28 Item if you would make a good salted sausage, take the hind gut (rectum) of a calf and scrape it out in hot water and make it clean. Chop the lungs and bacon and season it well and enclose it in the gut. You also happily take the brain and egg yolks, parsley, and milk with this, then it is called a brain sausage. Afterward, boil it and then roast it on a griddle and serve it dry (i.e. without sauce) or make a yellow sauce to go over it (with) a little wine and season it.

There is a parallel recipe in Meister Hans:

Recipe #19 Würst machstu aus ainem affter darm von ainem kalb

Sausages you make from the rectum of a calf.

Item take the rectum of a calf and make it very clean. Chop lungs and bacon together, season it well and rub it in, and put that into the rectum. And boil the sausages and prepare and roast them. Thereafter, serve them dry (i.e. without sauce).

The idea of using lung this way was not exactly appealing, but the point to an experiment is finding out thing, so we went and did. I bought a calf lung from a Persian butcher and parboiled it in lightly salted water, then passed 500g of it through a meat grinder with 500g of streaky bacon (Bauchspeck). Since no specific seasoning instructions were given, I went for a mix of ‘warm’ spices: salt – just about two teaspoons since the bacon was already salted – pepper, cloves, nutmeg and ginger. Two eggs made the mix soft enough to stuff into beef guts.
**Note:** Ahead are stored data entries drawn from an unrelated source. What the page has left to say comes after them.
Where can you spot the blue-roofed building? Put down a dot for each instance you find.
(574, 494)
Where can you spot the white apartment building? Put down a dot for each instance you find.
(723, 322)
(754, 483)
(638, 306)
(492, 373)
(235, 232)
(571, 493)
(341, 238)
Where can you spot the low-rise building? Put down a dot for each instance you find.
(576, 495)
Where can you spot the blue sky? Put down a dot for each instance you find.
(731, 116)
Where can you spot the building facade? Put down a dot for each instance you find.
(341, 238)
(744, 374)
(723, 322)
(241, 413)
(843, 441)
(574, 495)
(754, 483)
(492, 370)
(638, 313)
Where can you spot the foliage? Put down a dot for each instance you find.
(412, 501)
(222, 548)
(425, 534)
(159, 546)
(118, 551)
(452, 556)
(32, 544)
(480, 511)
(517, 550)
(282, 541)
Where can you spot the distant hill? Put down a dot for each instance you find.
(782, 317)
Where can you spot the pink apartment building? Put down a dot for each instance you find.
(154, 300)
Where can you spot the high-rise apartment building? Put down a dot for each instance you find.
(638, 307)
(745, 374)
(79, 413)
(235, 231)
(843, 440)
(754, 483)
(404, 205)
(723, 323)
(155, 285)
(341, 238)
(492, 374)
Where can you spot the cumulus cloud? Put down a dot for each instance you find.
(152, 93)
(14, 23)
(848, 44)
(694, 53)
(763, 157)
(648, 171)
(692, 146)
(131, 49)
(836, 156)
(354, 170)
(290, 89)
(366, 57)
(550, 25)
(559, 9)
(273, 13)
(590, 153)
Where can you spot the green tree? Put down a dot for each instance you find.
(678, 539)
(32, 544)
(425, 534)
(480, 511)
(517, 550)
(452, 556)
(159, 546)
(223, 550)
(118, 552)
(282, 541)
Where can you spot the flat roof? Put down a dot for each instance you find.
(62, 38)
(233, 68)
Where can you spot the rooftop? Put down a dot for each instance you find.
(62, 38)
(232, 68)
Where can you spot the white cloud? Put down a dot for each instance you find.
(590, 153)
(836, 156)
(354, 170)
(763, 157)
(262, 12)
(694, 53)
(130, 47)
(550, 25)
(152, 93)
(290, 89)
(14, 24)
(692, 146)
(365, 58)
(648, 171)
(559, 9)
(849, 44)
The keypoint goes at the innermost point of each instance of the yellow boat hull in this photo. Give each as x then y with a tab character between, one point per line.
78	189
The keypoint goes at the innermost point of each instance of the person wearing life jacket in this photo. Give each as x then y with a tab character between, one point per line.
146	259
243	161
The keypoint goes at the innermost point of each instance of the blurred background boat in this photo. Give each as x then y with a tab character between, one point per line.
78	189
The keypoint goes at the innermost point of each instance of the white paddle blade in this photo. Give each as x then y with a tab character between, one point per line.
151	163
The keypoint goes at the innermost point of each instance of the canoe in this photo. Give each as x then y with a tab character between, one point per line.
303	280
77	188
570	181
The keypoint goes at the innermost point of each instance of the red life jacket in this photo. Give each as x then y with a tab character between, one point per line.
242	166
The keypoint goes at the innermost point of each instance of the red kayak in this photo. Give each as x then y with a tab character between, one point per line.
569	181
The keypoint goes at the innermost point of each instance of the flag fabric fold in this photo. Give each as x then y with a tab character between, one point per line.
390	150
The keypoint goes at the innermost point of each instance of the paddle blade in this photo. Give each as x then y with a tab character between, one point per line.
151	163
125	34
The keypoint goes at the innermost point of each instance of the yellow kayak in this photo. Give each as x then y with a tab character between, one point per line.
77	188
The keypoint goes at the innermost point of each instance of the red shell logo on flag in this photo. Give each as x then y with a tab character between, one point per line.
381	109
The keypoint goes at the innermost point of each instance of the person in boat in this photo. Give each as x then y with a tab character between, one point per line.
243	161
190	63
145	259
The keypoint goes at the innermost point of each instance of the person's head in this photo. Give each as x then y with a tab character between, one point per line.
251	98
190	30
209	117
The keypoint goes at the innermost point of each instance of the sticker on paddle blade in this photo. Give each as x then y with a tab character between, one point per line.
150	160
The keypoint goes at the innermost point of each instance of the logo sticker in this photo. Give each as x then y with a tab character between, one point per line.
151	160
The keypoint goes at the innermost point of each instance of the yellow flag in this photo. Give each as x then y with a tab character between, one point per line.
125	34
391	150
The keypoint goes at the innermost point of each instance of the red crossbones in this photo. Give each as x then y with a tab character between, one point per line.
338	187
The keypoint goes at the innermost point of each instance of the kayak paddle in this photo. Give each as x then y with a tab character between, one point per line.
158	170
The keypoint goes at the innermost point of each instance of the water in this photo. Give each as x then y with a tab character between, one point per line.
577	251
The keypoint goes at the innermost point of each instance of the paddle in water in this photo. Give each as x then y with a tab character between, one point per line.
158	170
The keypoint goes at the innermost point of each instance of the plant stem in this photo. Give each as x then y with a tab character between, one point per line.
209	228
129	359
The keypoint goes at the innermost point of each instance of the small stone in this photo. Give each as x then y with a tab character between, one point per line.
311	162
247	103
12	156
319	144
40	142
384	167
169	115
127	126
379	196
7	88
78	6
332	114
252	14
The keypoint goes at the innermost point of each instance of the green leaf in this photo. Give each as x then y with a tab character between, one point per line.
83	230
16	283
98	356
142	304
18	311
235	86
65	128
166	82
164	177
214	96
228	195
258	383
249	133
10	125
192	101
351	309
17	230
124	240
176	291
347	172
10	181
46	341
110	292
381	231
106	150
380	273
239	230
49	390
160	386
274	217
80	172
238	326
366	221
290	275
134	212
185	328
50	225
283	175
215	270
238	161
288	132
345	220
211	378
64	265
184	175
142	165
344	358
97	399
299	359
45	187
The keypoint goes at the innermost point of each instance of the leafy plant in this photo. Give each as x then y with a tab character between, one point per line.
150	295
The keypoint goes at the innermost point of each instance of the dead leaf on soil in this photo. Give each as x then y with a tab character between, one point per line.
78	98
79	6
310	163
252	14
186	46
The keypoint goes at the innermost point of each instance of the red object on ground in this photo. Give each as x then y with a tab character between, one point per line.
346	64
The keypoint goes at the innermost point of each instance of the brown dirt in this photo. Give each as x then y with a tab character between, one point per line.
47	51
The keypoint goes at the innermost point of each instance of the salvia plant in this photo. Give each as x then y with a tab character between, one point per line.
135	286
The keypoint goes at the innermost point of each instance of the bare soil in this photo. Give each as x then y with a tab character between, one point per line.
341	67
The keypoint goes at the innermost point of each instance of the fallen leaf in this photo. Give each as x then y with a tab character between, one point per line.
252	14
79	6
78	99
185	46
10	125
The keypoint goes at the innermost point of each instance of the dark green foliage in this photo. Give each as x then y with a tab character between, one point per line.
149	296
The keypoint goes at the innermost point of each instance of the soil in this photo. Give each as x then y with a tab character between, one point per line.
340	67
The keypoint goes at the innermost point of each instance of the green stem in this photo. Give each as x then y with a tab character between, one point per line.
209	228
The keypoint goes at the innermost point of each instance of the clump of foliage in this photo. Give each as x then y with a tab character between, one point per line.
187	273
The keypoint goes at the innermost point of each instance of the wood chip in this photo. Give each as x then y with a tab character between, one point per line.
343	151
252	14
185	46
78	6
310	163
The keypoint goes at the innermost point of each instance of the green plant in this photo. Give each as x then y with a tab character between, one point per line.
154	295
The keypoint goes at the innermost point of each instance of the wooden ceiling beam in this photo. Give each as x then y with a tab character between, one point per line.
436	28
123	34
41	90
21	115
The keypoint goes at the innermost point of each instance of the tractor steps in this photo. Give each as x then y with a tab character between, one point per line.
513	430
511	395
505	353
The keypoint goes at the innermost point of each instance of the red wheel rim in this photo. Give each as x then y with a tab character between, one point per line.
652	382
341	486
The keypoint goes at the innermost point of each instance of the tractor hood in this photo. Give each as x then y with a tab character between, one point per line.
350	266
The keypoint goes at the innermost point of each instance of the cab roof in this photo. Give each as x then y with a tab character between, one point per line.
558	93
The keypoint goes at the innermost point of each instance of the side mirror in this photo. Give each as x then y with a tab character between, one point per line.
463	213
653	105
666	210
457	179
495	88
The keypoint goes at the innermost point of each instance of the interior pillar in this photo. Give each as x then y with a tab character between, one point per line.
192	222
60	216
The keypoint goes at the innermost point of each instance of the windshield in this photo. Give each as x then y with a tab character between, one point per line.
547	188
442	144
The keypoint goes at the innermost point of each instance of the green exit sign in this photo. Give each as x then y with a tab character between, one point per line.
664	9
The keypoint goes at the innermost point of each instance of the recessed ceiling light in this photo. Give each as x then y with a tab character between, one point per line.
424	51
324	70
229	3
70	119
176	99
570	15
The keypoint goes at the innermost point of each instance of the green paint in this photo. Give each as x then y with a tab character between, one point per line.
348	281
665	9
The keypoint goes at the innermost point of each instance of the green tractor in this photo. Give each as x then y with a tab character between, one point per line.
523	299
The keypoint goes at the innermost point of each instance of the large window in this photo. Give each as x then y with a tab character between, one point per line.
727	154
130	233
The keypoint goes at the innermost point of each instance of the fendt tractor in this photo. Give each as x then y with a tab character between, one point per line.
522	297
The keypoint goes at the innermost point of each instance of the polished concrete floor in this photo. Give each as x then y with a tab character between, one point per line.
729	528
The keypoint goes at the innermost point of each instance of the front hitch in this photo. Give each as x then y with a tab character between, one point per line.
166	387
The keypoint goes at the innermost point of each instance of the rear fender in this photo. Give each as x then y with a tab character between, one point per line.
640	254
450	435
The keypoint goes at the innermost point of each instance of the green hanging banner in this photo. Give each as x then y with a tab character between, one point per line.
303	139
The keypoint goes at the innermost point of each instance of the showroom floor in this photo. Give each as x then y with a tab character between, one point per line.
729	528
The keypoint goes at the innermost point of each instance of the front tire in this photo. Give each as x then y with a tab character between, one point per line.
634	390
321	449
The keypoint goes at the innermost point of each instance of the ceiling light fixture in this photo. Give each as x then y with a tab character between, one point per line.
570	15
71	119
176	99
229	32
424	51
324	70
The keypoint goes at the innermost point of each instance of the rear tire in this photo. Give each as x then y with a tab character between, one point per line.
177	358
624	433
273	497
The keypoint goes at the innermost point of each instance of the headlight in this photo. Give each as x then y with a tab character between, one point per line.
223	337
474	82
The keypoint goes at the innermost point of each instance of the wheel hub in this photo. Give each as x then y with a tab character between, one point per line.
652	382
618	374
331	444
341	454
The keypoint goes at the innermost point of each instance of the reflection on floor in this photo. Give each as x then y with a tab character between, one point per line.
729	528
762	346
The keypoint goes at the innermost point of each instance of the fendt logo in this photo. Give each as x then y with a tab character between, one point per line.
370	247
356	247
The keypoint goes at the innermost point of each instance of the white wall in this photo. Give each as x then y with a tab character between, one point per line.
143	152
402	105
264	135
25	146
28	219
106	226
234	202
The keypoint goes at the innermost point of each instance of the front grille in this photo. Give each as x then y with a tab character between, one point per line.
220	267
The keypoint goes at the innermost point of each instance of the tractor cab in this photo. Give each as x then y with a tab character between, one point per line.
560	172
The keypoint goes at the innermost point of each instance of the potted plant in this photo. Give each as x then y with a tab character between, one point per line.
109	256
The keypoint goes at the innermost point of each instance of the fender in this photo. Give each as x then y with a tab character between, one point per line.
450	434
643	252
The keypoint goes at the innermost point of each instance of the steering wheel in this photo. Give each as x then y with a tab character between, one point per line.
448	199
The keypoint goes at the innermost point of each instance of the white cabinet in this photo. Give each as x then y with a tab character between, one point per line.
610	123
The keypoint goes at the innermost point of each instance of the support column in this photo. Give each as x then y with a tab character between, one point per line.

The sausages were slowly simmered for about 25 minutes and we served them with a variety of sauces. The lung sausage was the one I had the least hope for, but it turned out surprisingly pleasant. The texture of the lung was already attenuated by parboiling, and after grinding and mixing it was no longer noticeable. The flavour was rich and meaty, with a pudding-like consistency created by the eggs. It went especially well with dewericz, a honey apple sauce. More on the experiments later – this one was a success.